Both his father, Henry Foster, and younger brother, John Askin Foster, also served in the AIF during WW1. Both were at Gallipoli and John went on to serve in France, where he was killed in action in August 1918.

==Farming and business career==
As his brother had died during the war, Francis Foster became responsible for the management of the farms that the family owned in Tasmania. From 1925, he extended his interests to Queensland, purchasing land and company shares there. This proved to be a shrewd investment; by 1990, after his death, the Financial Review was able to report that "The Foster family wealth is generated by a 51% shareholding in the North Australian Pastoral Company, which controls about 45,000 square kilometres in the Northern Territory and Queensland and has four properties in Tasmania." His other business interests included directorships with several financial and industrial companies in Tasmania. As a respected business leader he chaired the Tasmanian Meat Board and was president of the Tasmanian Farmers Association.

==Public service==
Francis Foster continued the tradition of public service that began with his grandfather and was continued by his father. He was elected to the Tasmanian House of Assembly in 1937 as a Nationalist member for Wilmot. He lost the seat in 1941 when the Labor Party increased its majority by two seats.
Other roles included membership of the Agricultural Bank of Tasmania's postwar land development committee and of the board of inquiry into Bass Strait Islands transport facilities.

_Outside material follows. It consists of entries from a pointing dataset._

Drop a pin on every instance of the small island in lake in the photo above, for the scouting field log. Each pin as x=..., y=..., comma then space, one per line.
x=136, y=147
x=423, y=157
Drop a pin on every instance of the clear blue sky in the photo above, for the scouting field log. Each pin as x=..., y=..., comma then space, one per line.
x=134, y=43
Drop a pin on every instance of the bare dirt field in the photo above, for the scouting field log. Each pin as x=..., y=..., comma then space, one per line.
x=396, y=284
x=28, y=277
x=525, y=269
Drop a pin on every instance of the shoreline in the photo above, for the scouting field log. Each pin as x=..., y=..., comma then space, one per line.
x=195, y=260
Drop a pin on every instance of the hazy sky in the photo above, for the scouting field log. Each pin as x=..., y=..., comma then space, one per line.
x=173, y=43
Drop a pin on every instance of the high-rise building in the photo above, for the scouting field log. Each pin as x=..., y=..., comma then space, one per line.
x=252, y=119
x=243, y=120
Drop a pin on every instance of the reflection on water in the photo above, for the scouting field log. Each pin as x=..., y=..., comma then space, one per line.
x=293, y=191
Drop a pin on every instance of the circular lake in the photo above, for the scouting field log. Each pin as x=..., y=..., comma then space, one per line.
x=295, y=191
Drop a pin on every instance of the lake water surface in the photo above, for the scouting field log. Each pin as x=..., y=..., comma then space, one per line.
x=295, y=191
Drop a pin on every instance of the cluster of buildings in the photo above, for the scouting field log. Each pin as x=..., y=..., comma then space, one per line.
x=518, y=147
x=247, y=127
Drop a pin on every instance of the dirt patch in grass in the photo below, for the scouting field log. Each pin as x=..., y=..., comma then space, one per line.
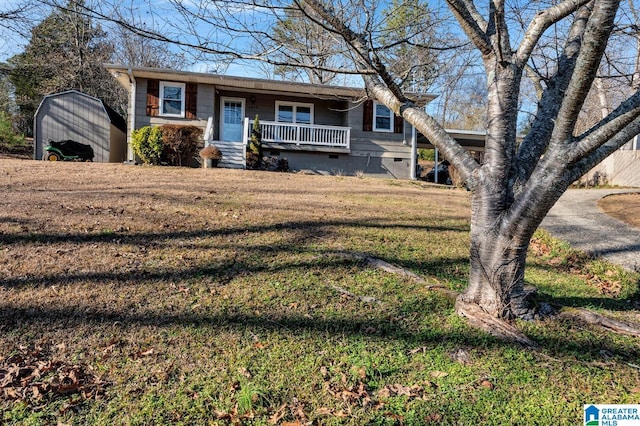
x=624, y=207
x=186, y=296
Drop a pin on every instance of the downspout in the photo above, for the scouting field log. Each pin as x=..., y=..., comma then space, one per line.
x=414, y=153
x=132, y=115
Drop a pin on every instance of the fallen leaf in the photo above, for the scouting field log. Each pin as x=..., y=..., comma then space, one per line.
x=324, y=371
x=324, y=411
x=148, y=352
x=244, y=372
x=487, y=384
x=278, y=415
x=416, y=350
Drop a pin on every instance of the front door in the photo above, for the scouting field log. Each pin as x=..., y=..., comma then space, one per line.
x=231, y=121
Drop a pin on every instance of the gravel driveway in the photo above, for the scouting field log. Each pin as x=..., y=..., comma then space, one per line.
x=577, y=219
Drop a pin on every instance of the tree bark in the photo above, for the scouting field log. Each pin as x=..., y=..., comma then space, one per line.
x=497, y=263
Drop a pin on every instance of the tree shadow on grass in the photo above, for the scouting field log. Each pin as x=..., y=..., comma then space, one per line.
x=385, y=326
x=369, y=328
x=312, y=227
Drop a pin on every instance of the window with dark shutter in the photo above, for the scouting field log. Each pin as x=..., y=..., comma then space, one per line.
x=153, y=97
x=398, y=124
x=367, y=116
x=191, y=100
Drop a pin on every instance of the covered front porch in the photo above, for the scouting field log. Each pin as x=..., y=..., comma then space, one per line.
x=301, y=136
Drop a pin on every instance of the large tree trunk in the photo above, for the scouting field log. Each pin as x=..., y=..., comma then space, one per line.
x=497, y=260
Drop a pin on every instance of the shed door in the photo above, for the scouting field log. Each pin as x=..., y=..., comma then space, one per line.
x=231, y=122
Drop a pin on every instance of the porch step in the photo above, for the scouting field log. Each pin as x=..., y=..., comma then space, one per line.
x=232, y=154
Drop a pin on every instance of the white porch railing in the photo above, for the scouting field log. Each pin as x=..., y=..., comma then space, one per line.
x=303, y=134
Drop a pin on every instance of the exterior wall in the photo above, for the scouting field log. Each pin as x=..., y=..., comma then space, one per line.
x=204, y=108
x=375, y=153
x=621, y=168
x=326, y=112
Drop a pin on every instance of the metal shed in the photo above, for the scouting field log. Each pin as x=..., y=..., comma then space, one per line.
x=77, y=116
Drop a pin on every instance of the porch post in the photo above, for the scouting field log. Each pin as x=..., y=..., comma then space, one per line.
x=245, y=142
x=414, y=153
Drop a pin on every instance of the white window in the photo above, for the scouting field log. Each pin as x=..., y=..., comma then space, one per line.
x=382, y=118
x=172, y=99
x=292, y=112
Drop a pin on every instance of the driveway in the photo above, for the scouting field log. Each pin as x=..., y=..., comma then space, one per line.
x=577, y=219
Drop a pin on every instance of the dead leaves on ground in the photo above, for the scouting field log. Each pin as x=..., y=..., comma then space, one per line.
x=576, y=264
x=32, y=377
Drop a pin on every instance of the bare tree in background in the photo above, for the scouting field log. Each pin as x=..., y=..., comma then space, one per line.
x=518, y=183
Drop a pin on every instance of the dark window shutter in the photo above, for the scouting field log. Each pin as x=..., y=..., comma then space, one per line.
x=367, y=116
x=153, y=97
x=398, y=124
x=191, y=100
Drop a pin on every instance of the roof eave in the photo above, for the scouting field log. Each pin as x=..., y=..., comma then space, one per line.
x=121, y=73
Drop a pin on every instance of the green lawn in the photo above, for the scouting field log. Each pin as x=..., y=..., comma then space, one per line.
x=149, y=295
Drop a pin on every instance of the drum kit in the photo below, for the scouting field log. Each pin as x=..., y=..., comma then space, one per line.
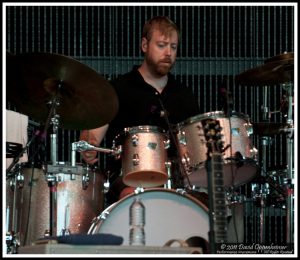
x=62, y=92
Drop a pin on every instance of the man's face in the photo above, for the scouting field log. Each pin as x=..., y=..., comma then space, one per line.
x=161, y=51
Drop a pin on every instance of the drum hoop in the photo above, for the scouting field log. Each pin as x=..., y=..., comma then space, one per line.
x=215, y=114
x=141, y=129
x=100, y=221
x=186, y=195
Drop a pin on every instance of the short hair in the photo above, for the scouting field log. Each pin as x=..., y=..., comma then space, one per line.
x=163, y=23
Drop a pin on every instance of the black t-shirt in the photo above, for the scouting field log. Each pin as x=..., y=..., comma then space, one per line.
x=140, y=104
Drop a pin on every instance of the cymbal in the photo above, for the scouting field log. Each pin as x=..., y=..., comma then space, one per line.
x=276, y=70
x=281, y=57
x=268, y=129
x=86, y=100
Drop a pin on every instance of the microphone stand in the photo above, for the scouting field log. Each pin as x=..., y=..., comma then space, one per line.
x=290, y=160
x=181, y=166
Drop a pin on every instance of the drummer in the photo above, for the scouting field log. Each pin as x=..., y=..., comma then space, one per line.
x=148, y=95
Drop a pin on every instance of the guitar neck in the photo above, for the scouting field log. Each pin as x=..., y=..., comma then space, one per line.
x=218, y=198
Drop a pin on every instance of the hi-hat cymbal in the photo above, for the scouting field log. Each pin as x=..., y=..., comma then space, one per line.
x=86, y=99
x=268, y=129
x=276, y=70
x=281, y=57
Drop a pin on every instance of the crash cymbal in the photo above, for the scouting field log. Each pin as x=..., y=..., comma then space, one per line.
x=86, y=99
x=268, y=129
x=286, y=56
x=277, y=70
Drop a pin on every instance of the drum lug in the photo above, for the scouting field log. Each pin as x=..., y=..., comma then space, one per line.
x=182, y=137
x=136, y=159
x=135, y=140
x=20, y=178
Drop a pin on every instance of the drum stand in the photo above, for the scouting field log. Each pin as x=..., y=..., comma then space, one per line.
x=52, y=170
x=263, y=191
x=290, y=166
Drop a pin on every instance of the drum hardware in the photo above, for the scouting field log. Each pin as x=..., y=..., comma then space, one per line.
x=216, y=191
x=290, y=164
x=87, y=100
x=181, y=162
x=277, y=70
x=169, y=184
x=43, y=77
x=82, y=146
x=165, y=210
x=235, y=135
x=144, y=155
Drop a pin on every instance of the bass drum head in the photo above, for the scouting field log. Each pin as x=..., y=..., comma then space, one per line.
x=168, y=215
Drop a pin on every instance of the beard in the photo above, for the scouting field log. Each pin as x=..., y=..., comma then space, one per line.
x=161, y=67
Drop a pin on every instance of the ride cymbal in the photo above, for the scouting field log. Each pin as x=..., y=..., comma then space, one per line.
x=86, y=100
x=276, y=70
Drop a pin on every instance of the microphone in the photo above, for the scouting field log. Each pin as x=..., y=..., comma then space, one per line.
x=82, y=146
x=239, y=159
x=161, y=113
x=226, y=98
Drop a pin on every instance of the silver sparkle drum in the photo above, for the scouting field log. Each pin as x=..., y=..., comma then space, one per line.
x=168, y=215
x=144, y=156
x=79, y=199
x=239, y=157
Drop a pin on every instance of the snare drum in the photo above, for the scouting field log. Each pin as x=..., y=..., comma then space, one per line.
x=79, y=200
x=238, y=170
x=144, y=156
x=168, y=215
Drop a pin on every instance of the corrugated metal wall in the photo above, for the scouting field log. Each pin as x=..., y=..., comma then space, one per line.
x=216, y=42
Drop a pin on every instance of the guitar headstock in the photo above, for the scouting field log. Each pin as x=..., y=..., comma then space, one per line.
x=213, y=135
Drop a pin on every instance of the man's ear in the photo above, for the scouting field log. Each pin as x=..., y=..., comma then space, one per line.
x=144, y=44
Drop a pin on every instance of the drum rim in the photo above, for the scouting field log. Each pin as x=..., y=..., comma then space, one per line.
x=212, y=114
x=149, y=190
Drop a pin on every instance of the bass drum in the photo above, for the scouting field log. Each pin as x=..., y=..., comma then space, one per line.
x=239, y=158
x=144, y=156
x=168, y=215
x=79, y=199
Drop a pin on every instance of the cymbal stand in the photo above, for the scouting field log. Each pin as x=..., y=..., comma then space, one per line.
x=290, y=165
x=264, y=190
x=54, y=169
x=265, y=109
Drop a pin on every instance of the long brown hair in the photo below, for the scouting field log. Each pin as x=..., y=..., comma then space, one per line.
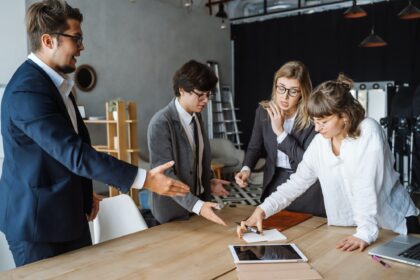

Between 1943 and 1949, he chaired the Tasmanian committee of the Council for Scientific and Industrial Research, and became a trustee of the Tasmanian Museum and Art Gallery.
==Private life==
In 1929 Francis Foster married Patricia Ainslie Wood in Hobart. They had six children: four daughters and two sons, all born in Hobart.
==Legacy==
Francis Foster died at his home Hobart in 1979. He was cremated and his ashes placed in the family vault at Cornelian Bay Cemetery. He left a considerable estate of land and other assets for the benefit of his family. In 1990, the net worth of the Foster Family was estimated to be over A$40 million, and in 2004, his eldest son, Henry Foster, was described by ABC News as the wealthiest man in Tasmania.